Challenging assumptions on the economic costs of dementia

Increasingly severe cognitive, behavioral, or motor symptoms due to the dysfunction and death of the brain’s nerve cells are the hallmarks of the diseases that cause dementia. There is no cure and, therefore, patients with Alzheimer’s disease, vascular dementia, or other dementias have a growing need for care as the disease progresses. With populations around the world aging, the number of people experiencing dementia is increasing and so the associated global costs following diagnosis is assumed to be tending towards $2 trillion, thus creating major societal challenges and economic pressure to provide high quality care.

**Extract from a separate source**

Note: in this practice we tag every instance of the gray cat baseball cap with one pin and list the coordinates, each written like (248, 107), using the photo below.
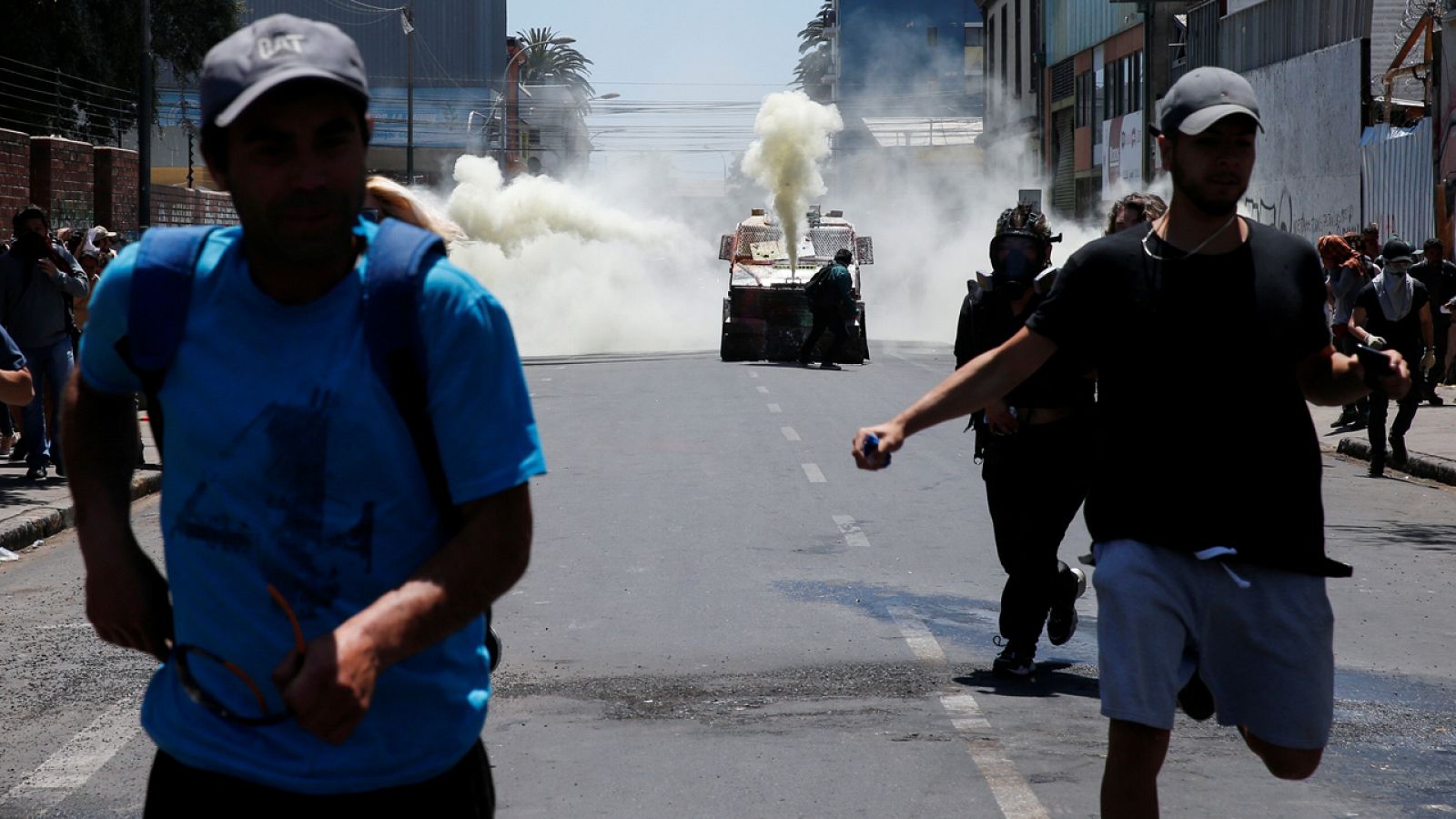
(271, 51)
(1203, 96)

In this respect, researchers at the Global Brain Health Institute (GBHI) at Trinity College, undertook a new study in collaboration with the Health Economics Unit of Lund University in Sweden, which has revealed previously unknown aspects of how health care costs develop over the course of the disease. Curiously, health care costs were significantly higher as early as 10 years before dementia diagnosis. And, while care costs increased, and indeed doubled, at diagnosis, this new research challenges existing assumptions about the economic implications of dementia as a few years after diagnosis, costs drop to the same, or even lower, levels than in those without dementia. This raises real equity concerns for people living with dementia. For example, do people with dementia receive the health care they need as things get more difficult, or have our systems developed a tendency to displace the burden of care on others?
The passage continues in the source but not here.